Number 145 / September 1997

Copland ....
"The Takedown of Tupac" by Connie Bruck in the July 7 New Yorker is a sprawling mix of essential fact and at least partial fiction (the bizarre notion that the music industry can be characterized as black thugs ripping off honest, hard-working white executives). Most important, Bruck establishes the likelihood that Tupac's sexual assault case (and, by extension, his attempted assassination in New York) was a set-up by New York City police. Bruck details the pathological hatred police and prosecutors had for Tupac. She explains that Jacques Agnant (Haitian Jack), who Tupac accused of being an informer on his final album, The Don Killuminati, was arrested with Tupac in the "date rape" case that sent Tupac to prison. Yet Haitian Jack's case was severed and the indictment against him dismissed. His lawyer was Paul Brenner, who had worked for the Policemen's Benevolent Association and bragged that "the police are friends of mine." Ayanna Jackson, the nineteen-year-old woman who brought the assault charges against Tupac , says that Haitian Jack told her, as Tupac was led away, that he "would hate to see what happened to Mike [Tyson] happen to Tupac."

Bruck reports that Tyson called Tupac from prison and warned him to watch out for Haitian Jack.
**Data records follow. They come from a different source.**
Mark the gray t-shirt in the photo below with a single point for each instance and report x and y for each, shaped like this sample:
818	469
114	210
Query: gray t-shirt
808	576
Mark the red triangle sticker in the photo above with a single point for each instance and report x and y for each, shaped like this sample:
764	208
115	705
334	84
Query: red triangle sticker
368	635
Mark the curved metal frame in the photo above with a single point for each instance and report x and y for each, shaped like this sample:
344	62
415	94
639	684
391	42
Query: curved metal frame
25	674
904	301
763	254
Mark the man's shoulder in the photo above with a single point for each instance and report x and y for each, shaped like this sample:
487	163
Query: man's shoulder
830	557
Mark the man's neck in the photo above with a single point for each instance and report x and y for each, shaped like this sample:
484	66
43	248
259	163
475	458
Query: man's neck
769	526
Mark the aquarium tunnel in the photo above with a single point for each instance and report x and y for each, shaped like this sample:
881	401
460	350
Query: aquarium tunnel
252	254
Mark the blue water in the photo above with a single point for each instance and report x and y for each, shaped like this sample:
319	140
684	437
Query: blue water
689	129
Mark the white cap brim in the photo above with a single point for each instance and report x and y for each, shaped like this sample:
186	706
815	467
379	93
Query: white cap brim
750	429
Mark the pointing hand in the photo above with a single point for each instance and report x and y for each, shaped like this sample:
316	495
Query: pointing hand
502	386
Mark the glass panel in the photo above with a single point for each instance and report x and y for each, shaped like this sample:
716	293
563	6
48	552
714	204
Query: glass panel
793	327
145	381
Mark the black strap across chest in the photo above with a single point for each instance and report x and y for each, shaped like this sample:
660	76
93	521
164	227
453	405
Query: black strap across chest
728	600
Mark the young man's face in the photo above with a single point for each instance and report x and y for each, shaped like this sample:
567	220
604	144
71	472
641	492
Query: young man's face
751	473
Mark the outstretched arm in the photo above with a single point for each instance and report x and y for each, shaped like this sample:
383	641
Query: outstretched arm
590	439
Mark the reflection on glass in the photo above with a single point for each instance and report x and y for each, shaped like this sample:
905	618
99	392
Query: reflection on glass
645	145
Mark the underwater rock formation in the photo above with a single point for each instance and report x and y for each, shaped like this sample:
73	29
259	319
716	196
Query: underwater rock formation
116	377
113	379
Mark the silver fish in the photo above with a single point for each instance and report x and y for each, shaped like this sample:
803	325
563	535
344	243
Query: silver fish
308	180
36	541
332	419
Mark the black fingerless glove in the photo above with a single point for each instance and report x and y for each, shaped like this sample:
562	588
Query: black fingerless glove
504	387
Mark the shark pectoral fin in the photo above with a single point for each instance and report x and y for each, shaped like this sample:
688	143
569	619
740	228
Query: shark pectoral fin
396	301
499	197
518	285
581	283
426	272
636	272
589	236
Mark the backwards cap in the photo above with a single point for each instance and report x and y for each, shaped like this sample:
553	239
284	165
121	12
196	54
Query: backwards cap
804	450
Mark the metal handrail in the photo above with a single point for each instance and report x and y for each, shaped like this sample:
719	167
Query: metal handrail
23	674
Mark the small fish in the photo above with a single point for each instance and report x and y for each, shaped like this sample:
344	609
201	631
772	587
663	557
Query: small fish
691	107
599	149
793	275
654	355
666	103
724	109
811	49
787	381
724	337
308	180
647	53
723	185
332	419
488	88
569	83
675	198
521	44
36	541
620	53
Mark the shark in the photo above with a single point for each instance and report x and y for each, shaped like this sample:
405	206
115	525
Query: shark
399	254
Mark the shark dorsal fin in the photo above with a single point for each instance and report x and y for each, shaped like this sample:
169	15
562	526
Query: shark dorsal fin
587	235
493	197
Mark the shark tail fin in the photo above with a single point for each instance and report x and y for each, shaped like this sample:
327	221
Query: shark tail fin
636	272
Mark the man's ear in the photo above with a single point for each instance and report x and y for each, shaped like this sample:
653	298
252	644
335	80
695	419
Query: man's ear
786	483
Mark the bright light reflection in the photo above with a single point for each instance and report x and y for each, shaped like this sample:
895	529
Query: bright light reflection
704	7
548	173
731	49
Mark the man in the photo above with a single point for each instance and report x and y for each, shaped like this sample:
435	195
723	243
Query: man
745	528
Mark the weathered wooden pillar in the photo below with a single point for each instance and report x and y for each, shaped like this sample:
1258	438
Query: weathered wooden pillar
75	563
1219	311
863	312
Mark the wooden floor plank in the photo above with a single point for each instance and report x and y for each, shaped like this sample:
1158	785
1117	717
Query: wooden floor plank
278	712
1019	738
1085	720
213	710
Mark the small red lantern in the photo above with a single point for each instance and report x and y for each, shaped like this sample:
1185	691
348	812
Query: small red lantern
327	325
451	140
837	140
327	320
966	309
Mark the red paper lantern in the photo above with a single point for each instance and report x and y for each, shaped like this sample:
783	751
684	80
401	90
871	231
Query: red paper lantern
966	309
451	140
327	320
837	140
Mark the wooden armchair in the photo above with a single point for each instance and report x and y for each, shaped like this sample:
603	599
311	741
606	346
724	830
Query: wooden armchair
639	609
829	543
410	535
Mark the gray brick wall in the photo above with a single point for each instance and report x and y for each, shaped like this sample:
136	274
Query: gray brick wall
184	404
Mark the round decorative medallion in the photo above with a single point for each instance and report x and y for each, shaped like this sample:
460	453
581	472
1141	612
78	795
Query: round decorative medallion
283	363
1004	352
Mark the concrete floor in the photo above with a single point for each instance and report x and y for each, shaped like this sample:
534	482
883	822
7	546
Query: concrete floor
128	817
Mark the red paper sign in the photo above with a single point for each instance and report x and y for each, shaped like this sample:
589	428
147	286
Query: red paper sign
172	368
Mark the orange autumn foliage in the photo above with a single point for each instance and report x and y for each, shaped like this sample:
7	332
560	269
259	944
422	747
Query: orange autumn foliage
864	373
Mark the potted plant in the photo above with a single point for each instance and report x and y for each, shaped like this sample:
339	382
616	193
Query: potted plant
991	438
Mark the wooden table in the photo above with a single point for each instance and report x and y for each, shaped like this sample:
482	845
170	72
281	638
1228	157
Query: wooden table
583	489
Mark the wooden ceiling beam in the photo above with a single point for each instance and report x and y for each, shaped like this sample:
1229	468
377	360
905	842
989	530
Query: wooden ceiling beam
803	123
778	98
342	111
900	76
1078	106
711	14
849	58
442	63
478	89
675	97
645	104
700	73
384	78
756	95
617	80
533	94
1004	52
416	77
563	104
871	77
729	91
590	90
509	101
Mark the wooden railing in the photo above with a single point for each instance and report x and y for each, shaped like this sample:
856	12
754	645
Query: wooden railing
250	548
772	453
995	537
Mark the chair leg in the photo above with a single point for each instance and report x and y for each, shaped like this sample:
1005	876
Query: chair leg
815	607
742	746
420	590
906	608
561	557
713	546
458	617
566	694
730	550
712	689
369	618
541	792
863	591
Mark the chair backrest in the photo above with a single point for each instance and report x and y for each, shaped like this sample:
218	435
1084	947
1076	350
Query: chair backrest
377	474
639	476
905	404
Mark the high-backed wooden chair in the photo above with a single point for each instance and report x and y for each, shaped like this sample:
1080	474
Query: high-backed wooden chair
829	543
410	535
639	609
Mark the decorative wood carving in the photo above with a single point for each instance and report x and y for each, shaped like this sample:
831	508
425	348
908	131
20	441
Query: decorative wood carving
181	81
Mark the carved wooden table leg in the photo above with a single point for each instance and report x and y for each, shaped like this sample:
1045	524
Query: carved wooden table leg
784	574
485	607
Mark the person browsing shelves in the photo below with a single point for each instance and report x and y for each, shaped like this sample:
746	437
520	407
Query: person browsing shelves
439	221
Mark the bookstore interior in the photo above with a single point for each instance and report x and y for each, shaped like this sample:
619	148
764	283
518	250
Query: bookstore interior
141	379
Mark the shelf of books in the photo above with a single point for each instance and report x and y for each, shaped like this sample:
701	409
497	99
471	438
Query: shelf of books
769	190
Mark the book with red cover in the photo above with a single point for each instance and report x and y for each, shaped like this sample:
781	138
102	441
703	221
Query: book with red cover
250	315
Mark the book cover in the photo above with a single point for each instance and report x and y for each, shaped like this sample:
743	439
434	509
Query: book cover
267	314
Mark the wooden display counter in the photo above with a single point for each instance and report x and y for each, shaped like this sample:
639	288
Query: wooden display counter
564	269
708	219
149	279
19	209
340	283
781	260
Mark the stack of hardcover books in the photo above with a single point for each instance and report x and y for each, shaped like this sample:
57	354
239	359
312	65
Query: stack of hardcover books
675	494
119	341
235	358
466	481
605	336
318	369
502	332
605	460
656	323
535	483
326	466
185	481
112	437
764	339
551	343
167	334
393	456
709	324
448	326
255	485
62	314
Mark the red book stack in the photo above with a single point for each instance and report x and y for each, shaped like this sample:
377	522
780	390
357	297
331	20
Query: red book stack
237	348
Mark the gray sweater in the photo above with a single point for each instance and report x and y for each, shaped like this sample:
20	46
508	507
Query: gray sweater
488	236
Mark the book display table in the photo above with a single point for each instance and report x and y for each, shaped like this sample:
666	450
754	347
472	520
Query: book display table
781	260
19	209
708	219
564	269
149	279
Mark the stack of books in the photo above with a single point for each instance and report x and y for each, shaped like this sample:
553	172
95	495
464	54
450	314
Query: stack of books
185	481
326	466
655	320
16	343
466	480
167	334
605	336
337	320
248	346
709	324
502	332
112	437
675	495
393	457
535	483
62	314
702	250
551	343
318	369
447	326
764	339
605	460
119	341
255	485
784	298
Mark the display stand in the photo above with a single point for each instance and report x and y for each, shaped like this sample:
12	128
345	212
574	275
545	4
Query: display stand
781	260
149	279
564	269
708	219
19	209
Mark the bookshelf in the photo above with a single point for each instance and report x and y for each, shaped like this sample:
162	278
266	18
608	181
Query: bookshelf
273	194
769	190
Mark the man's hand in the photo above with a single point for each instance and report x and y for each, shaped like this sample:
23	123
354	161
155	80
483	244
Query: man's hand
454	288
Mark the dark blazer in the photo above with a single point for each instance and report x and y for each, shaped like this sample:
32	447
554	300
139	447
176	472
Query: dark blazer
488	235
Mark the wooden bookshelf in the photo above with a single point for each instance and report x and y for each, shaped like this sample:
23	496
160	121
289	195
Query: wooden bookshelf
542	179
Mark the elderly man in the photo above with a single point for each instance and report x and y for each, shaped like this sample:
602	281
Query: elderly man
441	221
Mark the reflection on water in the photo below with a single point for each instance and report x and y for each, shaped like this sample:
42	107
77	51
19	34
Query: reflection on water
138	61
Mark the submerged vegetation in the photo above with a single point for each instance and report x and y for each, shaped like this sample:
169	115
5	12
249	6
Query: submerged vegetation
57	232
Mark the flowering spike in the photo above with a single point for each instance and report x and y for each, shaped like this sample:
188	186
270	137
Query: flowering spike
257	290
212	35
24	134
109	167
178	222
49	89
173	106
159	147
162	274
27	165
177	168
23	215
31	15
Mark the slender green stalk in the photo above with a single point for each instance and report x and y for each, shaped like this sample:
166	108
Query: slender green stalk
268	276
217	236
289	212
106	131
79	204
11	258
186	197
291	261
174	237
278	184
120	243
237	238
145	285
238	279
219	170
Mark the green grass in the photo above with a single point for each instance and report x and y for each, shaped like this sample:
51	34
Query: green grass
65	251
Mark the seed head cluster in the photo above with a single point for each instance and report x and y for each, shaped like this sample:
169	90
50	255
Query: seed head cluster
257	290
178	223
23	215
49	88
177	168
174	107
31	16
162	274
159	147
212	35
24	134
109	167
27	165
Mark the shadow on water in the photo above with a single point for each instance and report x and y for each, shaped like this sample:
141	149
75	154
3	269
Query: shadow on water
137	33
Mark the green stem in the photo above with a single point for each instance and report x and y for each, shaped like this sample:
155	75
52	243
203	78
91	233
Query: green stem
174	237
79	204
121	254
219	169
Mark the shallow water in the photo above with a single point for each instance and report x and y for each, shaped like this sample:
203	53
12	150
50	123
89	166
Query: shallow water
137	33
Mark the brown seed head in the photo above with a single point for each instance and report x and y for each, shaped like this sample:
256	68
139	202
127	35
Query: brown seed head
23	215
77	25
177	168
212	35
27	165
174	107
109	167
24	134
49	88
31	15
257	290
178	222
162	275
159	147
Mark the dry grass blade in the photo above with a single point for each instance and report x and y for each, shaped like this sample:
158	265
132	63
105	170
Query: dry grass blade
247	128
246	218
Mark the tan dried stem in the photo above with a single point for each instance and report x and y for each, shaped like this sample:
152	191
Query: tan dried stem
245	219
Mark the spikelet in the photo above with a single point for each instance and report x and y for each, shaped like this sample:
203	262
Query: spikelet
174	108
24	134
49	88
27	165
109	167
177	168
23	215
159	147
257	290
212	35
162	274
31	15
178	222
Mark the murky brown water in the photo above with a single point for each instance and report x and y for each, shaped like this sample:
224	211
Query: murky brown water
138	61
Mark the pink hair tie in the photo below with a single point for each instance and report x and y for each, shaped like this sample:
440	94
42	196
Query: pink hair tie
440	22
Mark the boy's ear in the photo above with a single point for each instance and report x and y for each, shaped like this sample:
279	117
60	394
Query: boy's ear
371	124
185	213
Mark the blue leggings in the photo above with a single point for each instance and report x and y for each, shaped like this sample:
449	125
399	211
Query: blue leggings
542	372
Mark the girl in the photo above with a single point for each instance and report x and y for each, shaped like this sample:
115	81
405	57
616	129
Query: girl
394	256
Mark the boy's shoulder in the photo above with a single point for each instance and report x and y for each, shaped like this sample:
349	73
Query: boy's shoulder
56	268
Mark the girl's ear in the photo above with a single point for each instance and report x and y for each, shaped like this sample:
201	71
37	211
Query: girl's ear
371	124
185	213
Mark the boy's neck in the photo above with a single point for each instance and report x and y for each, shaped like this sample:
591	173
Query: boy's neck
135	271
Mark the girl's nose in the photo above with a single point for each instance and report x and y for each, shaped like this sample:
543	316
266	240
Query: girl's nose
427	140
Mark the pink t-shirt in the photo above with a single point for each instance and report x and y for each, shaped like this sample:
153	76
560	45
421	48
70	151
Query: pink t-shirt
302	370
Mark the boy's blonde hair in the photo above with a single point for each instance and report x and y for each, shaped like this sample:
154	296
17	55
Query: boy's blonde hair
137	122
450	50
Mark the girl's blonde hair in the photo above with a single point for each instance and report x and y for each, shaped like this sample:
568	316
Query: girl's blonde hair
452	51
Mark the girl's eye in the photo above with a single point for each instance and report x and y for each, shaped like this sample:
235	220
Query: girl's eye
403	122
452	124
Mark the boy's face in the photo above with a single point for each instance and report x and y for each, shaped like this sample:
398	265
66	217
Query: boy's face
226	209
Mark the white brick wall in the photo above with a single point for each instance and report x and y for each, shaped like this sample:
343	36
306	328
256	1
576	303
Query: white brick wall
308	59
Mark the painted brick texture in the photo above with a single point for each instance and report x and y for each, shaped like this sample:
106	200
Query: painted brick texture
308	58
Bruck does not mention what may have prompted the call: After Tyson's release from prison, five members of his jury said they wanted to change the verdict when they found out that defense evidence had been suppressed that showed Tyson's alleged victim, Desiree Washington, had been willingly going at it hot and heavy with Tyson in a limo and that, contrary to her testimony, Washington had a financial agreement with a civil attorney.

The parallels are eerie: Two black male celebrities who are hated by the police and are well known by Haitian Jack, two "victims" who sue for civil damages, two prosecutors with obvious agendas beyond determining guilt and innocence. One black celebrity dead and one reeling, at least partly as a result of his false imprisonment.

Connie Bruck has opened the door much wider toward a full understanding of the ultimate forces at work here. Now someone else has to finish the job.